Thanks for your comment. I wrote this piece mainly as a starting point for myself to think about these ideas so I appreciate insightful comments like yours.
Anyway, I believe governments should get in the habit of apologizing more. Full stop. It's an important first step for many communities. But for many, this public admission of guilt from our government needs to also be pared with action. What that action looks like will obviously vary on a case-by-case basis, but that action's goal is about making affected people whole.
That's why I brought in reparations as a related piece in all of this. Reparations isn't a new thing. It's been enacted in various forms to various communities usually following an official apology of some kind and usually in the form of compensation.
Now, the issue of slavery and America's role in it is somewhat unique, but not so much so that reparations in some form should be automatically dismissed. The easy and somewhat lazy argument is to dismiss slavery as something that was righted a long time ago when that is simply not true. The effects of slavery are still felt today in a huge variety of ways. The first step in any effort of reparations I think would be to commission a serious study by government with the goal of truly analyzing slavery and its knock on effects and then making recommendations based upon that exhaustive study.

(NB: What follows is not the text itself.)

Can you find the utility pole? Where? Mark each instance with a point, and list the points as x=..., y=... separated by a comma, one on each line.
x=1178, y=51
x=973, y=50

For many, a serious effort by government to at least confront these issues could be more important than any lump sum of money and would give weight to any form of reparations that might come afterwards. Additionally, while I don't think anyone is really talking about telling individual white people to pay money directly to the black community, reparations can take many forms from compensation doled out by Congress to including public programming and agencies designed to right historical wrongs. It doesn't necessarily have to be one thing.